Friday, 27 January 2012 12:11
The "Basel III" rules risks jeopardising trade finance, according to Global Head of Trade and Working Capital Kah Chye Tan.
The European Union implementation of "Basel III" rules on capital requirements risks jeopardising the provision of trade finance with the greatest impact on Europe's SMEs, according to Barclays plc (LON:BARC).
At a roundtable discussion at the European Parliament, Barclays spoke about the profound impact new EU rules for capital requirements (CRD IV and CRR) would have on the ability of SMEs to export.
Kah Chye Tan, Global Head of Trade and Working Capital at Barclays, said that much of Basel III would help to make the banking system safer and stronger and should be welcomed. But regulators still needed to work with banks to ensure certain measures did not disproportionately damage the ability of banks to allow SMEs to trade globally.
More than 70% of Barclays trade finance clients are SMEs and Tan said that these companies would be disproportionately impacted if the Basel III regulations and CRD IV provisions are implemented as they currently stand, which would have a significant knock-on impact on growth.

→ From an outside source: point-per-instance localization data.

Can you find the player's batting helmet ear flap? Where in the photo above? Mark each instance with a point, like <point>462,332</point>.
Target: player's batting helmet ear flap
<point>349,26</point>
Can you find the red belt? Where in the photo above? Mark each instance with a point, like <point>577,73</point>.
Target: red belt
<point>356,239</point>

"SMEs are the economic backbone of the UK and Europe and the current proposals need to be modified to ensure SMEs will have greater access to trade finance, not restrict their ability to grow exports," Tan said.
"EU policy-makers have the responsibility of developing a robust banking environment to support SMEs to create jobs through trade. It is crucial that the cost of capital for a low-risk activity like trade finance is differentiated from high-risk activity".

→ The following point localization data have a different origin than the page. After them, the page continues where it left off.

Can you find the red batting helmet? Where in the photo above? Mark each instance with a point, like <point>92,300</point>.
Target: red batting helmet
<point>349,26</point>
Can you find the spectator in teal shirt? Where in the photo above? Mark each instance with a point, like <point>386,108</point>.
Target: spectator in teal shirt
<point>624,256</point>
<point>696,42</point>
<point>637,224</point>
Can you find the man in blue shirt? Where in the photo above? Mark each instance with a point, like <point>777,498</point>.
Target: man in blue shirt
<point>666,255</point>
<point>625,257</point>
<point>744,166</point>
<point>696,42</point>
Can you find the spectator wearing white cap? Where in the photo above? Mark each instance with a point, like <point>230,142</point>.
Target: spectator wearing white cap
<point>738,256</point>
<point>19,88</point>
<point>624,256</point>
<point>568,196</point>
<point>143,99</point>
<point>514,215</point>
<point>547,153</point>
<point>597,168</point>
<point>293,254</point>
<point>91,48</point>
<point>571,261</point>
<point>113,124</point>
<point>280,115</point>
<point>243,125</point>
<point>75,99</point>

Recent International Chamber of Commerce research which examined more than 10 million trade finance transactions found a default rate of just 0.00026%, or one in 3,800.

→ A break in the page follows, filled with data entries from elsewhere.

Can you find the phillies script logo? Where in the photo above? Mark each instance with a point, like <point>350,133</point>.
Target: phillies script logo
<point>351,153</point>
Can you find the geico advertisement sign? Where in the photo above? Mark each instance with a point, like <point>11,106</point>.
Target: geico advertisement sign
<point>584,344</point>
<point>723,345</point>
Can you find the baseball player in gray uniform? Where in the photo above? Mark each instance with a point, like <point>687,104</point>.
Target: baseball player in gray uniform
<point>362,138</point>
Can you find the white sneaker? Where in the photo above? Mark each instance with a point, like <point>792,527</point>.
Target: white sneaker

"The difference between a 90-day trade finance transaction and a 10-year Project Finance transaction is as large as the difference between a 30 day credit card and a 30 year housing loan. Both Basel III and CRD IV rightly recognise the difference between a credit card and a housing loan as there are different correlation curves for these two products. Similarly, a different correlation curve is needed for trade finance", Tan said.
Taking changes forward
Tan welcomed the favourable steps made in the draft European Commission's report on CRD IV produced by Othmar Karas MEP, and stressed the need to take these changes forward in the forthcoming political negotiations between the different European institutions. Specifically, he remarked on the importance of the removal of the minimum one year maturity for all trade transactions as well the elimination of the national discretion to waive the minimum maturity floor.
- 20% credit conversion factor (CCF) to apply to medium/low risk products and 50% CCF to apply to medium risk products; and
- Recognition of trade finance transactions as fully liquid assets for the purpose of full liquidity inflows.
Tan welcomed the emphasis put in the CRD IV proposals on the pending results of the trade finance impact study conducted by the Basel Committee on Banking Supervision in relation to the adoption of a separate correlation curve for trade on the basis of these results.